They're not, it's just the Ibanez elitism that permeates this community and the inability to realize the subjectivity of guitar specs.


----------



## Philligan (Apr 16, 2012)

I actually think Schecter's necks get better as they add more strings; I love their 8 string necks.

I had a Damien Elite 8 and it was a solid guitar, I just wasn't crazy about the scale length. I know it's all preference, and I'm not trying to be all like "8 strings have to have 30"+ scales", but I've found that 27-28" hits the sweet spot between playability, low end definition, and sweet-sounding high strings.

Even for F#, I thought a 74 was pushing it with my Damien. Check out the new Blackjack SLS C-8. According to Schecter's website, it's got a 28" scale and Blackouts stock.
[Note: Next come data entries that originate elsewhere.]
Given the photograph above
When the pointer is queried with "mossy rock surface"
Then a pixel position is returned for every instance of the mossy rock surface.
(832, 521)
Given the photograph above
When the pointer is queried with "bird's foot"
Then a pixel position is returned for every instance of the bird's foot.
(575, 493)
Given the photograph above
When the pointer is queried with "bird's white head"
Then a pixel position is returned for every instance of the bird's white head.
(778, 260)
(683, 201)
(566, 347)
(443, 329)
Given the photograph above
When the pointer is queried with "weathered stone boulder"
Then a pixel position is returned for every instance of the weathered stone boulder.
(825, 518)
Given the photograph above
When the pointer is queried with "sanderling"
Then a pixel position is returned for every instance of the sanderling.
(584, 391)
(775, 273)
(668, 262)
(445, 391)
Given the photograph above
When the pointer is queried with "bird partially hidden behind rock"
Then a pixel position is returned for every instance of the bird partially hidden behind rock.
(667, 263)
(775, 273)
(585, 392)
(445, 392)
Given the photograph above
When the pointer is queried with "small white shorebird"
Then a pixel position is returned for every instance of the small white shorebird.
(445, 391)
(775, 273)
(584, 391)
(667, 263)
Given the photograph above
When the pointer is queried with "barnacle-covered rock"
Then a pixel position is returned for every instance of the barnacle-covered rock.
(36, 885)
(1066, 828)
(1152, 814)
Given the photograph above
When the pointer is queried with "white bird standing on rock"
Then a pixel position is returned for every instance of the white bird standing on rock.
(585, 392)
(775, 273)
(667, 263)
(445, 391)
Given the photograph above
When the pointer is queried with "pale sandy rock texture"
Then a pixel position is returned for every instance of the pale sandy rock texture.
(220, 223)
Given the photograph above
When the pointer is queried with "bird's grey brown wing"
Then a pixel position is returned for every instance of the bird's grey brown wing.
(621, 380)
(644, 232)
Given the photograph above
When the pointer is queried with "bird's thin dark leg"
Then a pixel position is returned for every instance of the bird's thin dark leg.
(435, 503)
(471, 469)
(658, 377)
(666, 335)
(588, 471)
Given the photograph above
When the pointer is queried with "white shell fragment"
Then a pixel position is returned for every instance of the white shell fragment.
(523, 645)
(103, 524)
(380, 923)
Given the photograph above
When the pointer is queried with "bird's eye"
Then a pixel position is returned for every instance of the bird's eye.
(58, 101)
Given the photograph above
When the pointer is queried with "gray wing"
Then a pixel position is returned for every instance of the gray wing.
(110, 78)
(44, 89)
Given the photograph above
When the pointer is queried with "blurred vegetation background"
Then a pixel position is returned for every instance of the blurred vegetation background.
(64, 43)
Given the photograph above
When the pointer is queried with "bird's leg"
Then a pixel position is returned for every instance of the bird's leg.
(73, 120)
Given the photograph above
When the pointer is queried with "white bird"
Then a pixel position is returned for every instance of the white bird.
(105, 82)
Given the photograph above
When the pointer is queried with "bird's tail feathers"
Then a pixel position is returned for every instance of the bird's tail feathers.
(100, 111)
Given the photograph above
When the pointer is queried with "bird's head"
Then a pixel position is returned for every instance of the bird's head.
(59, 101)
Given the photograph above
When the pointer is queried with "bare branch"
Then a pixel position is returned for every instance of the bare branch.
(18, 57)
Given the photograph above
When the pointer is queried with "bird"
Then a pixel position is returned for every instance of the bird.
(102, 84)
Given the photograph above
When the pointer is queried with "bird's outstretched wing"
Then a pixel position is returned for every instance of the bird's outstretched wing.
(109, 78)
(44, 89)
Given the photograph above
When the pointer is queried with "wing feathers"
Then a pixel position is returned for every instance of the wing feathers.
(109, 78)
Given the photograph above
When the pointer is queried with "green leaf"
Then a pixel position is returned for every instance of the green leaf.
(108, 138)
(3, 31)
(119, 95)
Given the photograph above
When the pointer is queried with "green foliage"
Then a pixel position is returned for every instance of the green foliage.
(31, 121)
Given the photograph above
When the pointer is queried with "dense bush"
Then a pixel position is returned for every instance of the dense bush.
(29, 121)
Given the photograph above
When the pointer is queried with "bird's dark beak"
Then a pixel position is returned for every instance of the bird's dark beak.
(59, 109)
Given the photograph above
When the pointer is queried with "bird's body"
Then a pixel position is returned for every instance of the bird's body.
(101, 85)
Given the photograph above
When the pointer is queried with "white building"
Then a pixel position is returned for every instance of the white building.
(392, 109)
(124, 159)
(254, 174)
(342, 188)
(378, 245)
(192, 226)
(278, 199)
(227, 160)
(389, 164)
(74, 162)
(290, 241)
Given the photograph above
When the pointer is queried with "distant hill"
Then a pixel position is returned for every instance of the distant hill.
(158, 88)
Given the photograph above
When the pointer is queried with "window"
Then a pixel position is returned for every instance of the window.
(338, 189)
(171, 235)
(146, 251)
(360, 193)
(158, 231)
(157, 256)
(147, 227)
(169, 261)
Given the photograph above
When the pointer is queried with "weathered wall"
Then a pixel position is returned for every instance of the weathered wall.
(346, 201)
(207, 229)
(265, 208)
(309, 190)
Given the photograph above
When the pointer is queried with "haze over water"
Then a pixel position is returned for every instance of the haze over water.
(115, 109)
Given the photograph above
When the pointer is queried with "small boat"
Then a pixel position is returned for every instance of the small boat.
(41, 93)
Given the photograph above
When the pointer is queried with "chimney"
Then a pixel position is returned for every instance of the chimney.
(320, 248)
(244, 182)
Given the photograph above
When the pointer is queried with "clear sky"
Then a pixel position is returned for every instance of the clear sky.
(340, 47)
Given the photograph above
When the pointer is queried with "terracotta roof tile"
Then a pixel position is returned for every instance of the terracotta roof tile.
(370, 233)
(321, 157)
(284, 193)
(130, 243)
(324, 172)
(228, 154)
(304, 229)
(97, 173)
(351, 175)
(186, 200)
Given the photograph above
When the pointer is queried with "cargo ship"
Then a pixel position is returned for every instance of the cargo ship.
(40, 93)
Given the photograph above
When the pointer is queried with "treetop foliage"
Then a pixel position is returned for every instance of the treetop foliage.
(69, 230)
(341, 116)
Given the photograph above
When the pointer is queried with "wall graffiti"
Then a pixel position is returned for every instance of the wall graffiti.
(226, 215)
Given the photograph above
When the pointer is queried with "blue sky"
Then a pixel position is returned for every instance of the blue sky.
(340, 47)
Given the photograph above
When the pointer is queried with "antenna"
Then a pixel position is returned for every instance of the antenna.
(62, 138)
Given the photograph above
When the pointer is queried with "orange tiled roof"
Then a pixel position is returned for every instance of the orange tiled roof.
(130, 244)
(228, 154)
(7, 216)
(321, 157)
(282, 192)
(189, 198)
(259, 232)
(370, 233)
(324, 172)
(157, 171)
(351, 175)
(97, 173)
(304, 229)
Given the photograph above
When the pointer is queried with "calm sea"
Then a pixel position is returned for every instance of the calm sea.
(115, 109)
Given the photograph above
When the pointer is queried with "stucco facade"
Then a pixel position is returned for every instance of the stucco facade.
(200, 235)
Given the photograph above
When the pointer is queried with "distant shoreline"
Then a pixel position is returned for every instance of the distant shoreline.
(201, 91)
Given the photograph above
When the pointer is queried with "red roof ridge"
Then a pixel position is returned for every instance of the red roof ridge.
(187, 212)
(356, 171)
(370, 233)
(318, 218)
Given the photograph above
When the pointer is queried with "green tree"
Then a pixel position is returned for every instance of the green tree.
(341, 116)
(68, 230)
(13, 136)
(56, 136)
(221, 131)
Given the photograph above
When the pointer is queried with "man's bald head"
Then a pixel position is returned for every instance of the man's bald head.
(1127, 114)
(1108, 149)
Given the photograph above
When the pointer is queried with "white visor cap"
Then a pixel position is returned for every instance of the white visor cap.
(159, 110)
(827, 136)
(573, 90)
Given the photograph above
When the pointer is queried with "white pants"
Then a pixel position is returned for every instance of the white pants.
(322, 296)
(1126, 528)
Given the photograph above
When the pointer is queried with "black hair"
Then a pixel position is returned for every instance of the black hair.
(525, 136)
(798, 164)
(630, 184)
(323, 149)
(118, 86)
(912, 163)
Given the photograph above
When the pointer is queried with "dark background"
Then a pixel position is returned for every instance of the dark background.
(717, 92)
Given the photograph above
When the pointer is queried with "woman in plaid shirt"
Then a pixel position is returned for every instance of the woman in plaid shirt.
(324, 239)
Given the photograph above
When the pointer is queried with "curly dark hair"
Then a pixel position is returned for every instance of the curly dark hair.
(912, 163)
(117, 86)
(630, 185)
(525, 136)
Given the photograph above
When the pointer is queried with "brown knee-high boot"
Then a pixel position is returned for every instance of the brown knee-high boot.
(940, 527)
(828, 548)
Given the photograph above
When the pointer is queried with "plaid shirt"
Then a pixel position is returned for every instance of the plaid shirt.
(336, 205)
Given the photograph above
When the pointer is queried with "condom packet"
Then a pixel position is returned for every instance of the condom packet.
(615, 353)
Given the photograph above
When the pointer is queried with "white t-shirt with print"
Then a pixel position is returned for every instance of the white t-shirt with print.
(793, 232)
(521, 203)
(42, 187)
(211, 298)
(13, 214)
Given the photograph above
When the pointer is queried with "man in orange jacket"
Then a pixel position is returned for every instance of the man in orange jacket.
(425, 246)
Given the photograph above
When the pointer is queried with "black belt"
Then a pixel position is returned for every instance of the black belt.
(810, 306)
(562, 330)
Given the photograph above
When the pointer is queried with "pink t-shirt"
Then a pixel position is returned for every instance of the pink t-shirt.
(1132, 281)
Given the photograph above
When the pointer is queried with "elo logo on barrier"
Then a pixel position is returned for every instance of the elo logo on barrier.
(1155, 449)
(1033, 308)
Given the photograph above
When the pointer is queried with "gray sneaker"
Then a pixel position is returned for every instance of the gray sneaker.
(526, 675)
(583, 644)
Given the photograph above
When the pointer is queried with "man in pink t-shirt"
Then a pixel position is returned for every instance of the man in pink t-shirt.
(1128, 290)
I don't know why Schecter isn't advertising the new scale length more, I feel like that would win a lot of people over.

And a Sharpie will take care of that skull inlay if you're not into that kinda thing


----------



## Thor1777 (Apr 16, 2012)

i have a Schecter c8 and love it...kept it over some customs actually and I dont find the neck fat at all....not like the Ibanez but I find if pretty slim and flat, nice


----------



## Razzy (Apr 16, 2012)

Philligan said:


> I actually think Schecter's necks get better as they add more strings; I love their 8 string necks.
> 
> I had a Damien Elite 8 and it was a solid guitar, I just wasn't crazy about the scale length. I know it's all preference, and I'm not trying to be all like "8 strings have to have 30"+ scales", but I've found that 27-28" hits the sweet spot between playability, low end definition, and sweet-sounding high strings.
> 
> ...



If the sls had come out last year, I'd own one already, but the price tag on it is easily in carvin territory.


----------



## Zado (Apr 16, 2012)

Philligan said:


> I actually think Schecter's necks get better as they add more strings; I love their 8 string necks.
> 
> I had a Damien Elite 8 and it was a solid guitar, I just wasn't crazy about the scale length. I know it's all preference, and I'm not trying to be all like "8 strings have to have 30"+ scales", but I've found that 27-28" hits the sweet spot between playability, low end definition, and sweet-sounding high strings.
> 
> ...


 there's also the new hellraiser c-8 FR 28" gloss black 

- Schecter Guitar Research

bad beautie


----------



## Philligan (Apr 16, 2012)

Razzy said:


> If the sls had come out last year, I'd own one already, but the price tag on it is easily in carvin territory.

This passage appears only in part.